One sneaky but highly effective method is ‘fiscal drag’, which simply means not raising tax-free allowances or higher rate thresholds in line with inflation. As a result, people pay more tax, and the real spending power of their salaries dwindles.
The so-called health and social care levy was unveiled a month ago but the full damage is only spelled out on page 133 of the Budget Red Book (Stock Image)
In his April Budget, Rishi froze for five years the tax-free personal allowance for income tax at £12,570 until April 2026.
He is also fixing the threshold at which people start to pay higher rate tax at £50,270, over the same time frame. This will cost Britons a total of more than £19billion by 2025/6.
The effects of ‘fiscal drag’ are particularly worrying at the moment, when economists fear inflation is about to take off. The more it does so, the more the tax freeze will hurt.
Another way this cunning move wrings out more tax is by pulling more people into higher rate tax brackets.
In 1990, only 1.7million people or 4per cent of the working population paid higher rate tax at 40per cent.

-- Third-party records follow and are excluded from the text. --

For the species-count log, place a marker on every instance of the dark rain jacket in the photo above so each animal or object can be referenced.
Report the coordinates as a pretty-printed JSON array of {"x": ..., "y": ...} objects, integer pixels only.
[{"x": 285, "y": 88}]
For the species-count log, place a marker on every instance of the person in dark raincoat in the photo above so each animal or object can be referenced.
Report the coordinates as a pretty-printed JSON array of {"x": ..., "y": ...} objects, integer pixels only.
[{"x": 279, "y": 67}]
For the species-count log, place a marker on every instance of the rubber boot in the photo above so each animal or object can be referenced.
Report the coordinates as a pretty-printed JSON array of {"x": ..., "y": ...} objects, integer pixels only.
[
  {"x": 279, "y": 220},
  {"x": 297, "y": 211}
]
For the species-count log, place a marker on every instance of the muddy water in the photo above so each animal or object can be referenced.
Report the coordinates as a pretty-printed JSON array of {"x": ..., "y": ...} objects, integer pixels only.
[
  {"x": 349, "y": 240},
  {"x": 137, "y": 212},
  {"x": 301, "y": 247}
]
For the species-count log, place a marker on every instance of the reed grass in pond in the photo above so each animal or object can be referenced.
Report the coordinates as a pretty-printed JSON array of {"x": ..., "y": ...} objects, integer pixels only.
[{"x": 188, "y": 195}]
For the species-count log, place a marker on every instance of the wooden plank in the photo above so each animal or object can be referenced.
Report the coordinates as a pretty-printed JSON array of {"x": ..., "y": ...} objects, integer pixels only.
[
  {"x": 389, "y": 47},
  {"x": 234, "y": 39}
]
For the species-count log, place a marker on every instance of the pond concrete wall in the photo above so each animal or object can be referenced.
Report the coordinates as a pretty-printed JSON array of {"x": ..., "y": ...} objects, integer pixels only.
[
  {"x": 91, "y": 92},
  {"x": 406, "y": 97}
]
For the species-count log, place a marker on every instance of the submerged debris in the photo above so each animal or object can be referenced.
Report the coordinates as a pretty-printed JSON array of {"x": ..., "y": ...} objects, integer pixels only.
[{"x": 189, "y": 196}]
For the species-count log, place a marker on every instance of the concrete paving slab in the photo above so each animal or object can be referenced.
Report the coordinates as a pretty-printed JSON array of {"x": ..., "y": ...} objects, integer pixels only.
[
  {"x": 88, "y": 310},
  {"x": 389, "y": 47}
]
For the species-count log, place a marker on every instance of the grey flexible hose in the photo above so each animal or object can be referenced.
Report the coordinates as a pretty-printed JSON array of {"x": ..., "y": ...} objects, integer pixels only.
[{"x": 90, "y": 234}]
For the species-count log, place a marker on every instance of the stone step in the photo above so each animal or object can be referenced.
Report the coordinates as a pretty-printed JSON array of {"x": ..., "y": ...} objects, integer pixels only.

That has risen to 4.6milllion now.
The costs to pensioners of the controversial decision to break the state pension ‘triple lock’ have been laid bare in the Budget papers (Stock Image)
By the end of the current Parliament, nearly 6million of us –or 11percent of working age adults – will be on higher rate tax, more than double the number when the Tories came to power in 2010.
Extra death tax
Families hoping to leave a legacy to loved ones have also been affected by the freeze. The ‘nil rate band’ on which no tax is payable has been frozen until April 2026 at £325,000, a level that drags many modest homeowners into the net.
As the value of property goes up – and house prices have risen strongly in the pandemic – more grieving relatives will be hammered by tax on their loved one’s estate.
The Office for Budget Responsibility expects the annual number of estates paying inheritance tax will almost double in the next five years, from 25,400 in 2020-21 to 47,700 by 2026. Thankfully, you can still pass assets on to a husband, wife, or civil partner with no inheritance tax charge.
£30.5bn OAP pain
The costs to pensioners of the controversial decision to break the state pension ‘triple lock’ have been laid bare in the Budget papers.
The lock – under which state pensions had to rise every year by whatever figure is greatest out of consumer price inflation, wage inflation or 2.5per cent – has been suspended, supposedly temporarily.
This was because the rate of wage increases was distorted by Covid-19 effects and was running at around 8per cent.
Suspending the lock will save the Treasury around £30.5billion over five years, but will deprive pensioners of income many can ill-afford to lose.